The firmness of his calves, his poverty, his neediness, all of it emboldened her to speak. 'Listen,
can we talk?'
'I have work to do. We have to carry 100
jhawwas, don't you know.'
'I know. This won't take long. Can we
exchange legs? You take mine and I'll take yours.'
'Can't be done!'
'Why not? Anything's possible. All we need
is the will.'
'Why should I? I don't know what it would
be like to live with your legs.'
'I think you would like my legs. Look!
Touch them! See how soft they are. You could turn them into muscle in no time
because you walk so much every day. You need to give your old legs a rest. They
look tired and worn out.' The
benefits that would accrue to her
through this exchange, she decided not to elaborate on.

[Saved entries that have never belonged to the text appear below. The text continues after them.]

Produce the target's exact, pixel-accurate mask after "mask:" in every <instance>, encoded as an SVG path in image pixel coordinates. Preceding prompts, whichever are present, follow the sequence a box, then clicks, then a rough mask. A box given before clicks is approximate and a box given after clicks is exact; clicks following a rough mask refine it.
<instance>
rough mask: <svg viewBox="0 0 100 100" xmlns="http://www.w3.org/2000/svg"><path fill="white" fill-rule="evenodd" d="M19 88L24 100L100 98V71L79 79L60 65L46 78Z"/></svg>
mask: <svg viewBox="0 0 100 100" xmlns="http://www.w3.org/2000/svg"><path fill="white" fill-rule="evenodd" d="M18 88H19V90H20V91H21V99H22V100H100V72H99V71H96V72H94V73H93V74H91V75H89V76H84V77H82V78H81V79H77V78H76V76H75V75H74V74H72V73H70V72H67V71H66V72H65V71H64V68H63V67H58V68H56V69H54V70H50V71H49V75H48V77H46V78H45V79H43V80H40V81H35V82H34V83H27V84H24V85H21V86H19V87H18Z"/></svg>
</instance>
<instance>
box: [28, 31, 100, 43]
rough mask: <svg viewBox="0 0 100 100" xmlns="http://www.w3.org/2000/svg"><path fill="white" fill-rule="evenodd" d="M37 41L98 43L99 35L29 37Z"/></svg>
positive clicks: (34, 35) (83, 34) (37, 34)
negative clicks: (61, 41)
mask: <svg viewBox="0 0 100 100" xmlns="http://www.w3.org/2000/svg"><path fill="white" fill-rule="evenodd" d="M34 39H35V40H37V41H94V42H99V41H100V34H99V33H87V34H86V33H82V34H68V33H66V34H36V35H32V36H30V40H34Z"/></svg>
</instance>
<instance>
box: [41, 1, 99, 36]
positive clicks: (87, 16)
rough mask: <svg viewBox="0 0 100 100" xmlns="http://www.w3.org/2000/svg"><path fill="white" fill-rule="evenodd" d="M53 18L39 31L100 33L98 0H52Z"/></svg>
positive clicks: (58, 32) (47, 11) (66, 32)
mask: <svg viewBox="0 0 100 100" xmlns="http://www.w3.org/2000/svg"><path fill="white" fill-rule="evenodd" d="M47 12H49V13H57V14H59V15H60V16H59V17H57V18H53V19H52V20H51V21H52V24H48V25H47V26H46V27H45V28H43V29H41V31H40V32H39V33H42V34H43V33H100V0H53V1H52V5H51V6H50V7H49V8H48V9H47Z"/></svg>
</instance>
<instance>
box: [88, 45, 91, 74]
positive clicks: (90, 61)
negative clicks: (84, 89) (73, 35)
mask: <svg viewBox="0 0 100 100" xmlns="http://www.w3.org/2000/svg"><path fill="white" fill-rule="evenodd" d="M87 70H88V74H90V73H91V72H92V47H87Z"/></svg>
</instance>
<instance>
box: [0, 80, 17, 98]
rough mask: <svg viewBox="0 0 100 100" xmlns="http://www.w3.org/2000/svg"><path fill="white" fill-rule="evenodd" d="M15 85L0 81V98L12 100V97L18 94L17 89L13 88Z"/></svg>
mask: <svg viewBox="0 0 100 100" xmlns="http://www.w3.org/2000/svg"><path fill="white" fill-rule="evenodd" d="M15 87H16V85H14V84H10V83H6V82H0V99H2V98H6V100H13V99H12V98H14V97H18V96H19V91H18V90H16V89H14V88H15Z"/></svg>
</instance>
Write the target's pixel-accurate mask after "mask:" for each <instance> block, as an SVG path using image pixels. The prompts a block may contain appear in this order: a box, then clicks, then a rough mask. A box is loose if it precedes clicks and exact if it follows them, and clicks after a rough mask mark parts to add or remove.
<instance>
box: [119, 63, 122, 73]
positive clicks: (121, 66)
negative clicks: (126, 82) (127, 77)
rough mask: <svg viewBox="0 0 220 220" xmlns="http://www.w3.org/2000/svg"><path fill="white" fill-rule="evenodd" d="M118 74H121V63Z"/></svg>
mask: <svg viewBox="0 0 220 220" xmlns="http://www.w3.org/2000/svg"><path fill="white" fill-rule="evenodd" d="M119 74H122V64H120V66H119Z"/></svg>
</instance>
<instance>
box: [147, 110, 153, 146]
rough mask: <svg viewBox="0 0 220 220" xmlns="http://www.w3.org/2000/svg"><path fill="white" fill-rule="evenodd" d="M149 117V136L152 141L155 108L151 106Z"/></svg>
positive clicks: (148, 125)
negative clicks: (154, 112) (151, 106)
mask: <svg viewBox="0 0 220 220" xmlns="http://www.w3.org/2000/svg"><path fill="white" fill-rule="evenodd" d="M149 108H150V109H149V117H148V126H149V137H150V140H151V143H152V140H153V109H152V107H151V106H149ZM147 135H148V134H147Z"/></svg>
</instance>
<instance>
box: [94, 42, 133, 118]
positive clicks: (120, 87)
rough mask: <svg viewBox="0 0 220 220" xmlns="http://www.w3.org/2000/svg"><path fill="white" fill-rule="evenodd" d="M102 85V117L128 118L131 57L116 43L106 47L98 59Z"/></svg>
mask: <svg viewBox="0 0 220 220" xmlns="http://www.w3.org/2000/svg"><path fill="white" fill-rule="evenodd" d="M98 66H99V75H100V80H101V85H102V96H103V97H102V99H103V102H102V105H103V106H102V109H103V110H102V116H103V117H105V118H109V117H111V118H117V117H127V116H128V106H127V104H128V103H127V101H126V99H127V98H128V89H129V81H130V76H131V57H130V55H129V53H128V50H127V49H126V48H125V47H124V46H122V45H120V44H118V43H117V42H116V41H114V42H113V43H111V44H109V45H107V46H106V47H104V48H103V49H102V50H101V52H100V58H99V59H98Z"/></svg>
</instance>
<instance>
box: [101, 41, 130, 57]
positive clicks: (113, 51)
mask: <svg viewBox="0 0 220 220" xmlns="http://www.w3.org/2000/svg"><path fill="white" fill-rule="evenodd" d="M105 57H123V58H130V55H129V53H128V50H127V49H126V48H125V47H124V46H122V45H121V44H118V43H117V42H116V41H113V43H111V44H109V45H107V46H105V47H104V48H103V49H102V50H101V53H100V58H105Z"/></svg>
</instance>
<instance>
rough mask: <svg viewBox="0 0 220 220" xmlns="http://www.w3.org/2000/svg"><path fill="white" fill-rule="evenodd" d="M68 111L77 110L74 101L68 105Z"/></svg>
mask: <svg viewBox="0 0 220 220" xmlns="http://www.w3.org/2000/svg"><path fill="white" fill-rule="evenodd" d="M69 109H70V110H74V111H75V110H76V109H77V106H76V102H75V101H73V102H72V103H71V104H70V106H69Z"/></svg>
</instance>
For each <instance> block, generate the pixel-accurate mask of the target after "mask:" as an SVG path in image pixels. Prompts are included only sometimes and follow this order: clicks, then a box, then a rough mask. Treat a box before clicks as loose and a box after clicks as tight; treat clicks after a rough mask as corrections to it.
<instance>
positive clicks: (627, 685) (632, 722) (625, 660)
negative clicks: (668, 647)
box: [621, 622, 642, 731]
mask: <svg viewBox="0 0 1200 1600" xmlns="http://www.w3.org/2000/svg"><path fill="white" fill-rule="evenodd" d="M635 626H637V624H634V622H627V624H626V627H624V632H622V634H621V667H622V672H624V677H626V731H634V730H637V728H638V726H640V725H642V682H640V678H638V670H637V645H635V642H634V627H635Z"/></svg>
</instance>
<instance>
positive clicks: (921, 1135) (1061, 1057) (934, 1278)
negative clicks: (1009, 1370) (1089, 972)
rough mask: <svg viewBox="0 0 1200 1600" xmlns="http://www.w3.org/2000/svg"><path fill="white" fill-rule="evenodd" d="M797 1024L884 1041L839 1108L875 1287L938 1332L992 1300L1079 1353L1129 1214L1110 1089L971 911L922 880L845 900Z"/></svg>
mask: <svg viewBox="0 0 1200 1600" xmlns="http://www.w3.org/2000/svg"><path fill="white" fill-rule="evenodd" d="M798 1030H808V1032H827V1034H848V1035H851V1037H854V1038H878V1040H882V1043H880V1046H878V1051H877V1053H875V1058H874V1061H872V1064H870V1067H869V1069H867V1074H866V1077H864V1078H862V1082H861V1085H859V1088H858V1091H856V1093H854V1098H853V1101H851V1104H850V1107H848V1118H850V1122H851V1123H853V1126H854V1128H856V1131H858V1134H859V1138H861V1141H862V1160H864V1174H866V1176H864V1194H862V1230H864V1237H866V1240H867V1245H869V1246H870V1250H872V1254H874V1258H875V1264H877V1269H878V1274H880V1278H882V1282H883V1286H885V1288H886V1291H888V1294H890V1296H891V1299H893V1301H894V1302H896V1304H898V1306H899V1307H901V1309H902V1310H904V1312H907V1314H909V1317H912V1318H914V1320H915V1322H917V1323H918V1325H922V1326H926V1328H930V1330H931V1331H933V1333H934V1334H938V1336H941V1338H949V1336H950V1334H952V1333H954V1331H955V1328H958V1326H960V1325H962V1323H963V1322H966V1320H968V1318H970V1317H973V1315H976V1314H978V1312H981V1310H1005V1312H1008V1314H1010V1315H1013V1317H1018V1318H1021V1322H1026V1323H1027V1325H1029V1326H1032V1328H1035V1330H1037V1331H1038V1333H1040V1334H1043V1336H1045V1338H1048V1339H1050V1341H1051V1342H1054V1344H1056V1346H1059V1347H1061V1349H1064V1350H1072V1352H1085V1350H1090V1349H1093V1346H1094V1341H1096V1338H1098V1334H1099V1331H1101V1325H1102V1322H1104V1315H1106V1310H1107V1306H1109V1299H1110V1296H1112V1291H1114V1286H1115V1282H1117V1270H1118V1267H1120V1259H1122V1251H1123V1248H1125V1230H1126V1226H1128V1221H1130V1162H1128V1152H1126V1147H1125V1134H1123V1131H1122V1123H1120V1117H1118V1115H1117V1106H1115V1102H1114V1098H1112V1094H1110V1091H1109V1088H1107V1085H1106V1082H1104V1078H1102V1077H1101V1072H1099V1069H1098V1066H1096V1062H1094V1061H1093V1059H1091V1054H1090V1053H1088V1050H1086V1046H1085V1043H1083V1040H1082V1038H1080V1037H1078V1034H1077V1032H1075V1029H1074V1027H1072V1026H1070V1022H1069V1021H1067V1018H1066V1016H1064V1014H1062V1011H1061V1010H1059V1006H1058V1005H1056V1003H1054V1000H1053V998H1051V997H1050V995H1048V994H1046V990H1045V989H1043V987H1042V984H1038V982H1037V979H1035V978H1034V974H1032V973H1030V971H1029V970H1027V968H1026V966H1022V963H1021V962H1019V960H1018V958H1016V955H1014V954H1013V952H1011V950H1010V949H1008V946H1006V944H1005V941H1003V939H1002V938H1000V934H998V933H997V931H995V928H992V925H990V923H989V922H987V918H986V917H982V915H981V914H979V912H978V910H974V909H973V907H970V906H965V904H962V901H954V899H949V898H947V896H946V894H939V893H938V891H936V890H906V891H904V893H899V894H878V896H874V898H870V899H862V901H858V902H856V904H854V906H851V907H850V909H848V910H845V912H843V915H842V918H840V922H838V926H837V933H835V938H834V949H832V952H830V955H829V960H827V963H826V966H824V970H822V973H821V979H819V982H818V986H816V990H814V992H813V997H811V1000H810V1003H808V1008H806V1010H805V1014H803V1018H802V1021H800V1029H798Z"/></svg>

The boy looked suspiciously at her. 'What
if I don't like your legs?'
'Try them out for a week. If you don't like
them, I'll take them back.'
'You're not trying to trick me, are you?'
'Do I look like the kind of person who
would trick you? I'm only trying to help.'
'Will you bring me back my legs if I don't
like yours?'
'I will. Promise.'
He
agreed! She couldn't believe how easy it was to convince the poor and get what
you wanted. Watch me glide in salsa
class! Under the large and leafy peepal they exchanged legs. The sun had
climbed higher by then and the sky was losing its orange glow and it was time
to head for school. She snapped on his legs to her hips and gladly parted with her
own. She pranced to school, her borrowed legs hidden under her shalwar.
Back
home, she buried herself in her room with
her smelly old blankie, so
ecstatic was she and in such a state of dreamy disbelief that after several
hours, she still had to clutch her new legs and stroke them to believe they
were hers. Their brownness was several shades darker than her own creamy skin.
She sat on the toilet seat and soaped the legs lovingly and shaved the tough,
black hairs. She pulled on her light skin-coloured tights to conceal their brownness.
Afterwards, in front of the mirror in her room, she practiced her steps,
lifting her skirt above her knees to show off her shapely, newly acquired wealth with one hand,
and balancing a bowl of warm, swimming-in-syrup gulab jamuns in the other.
There
was no question of returning the legs now though she vaguely remembered she had
promised the boy she would if he didn't like hers.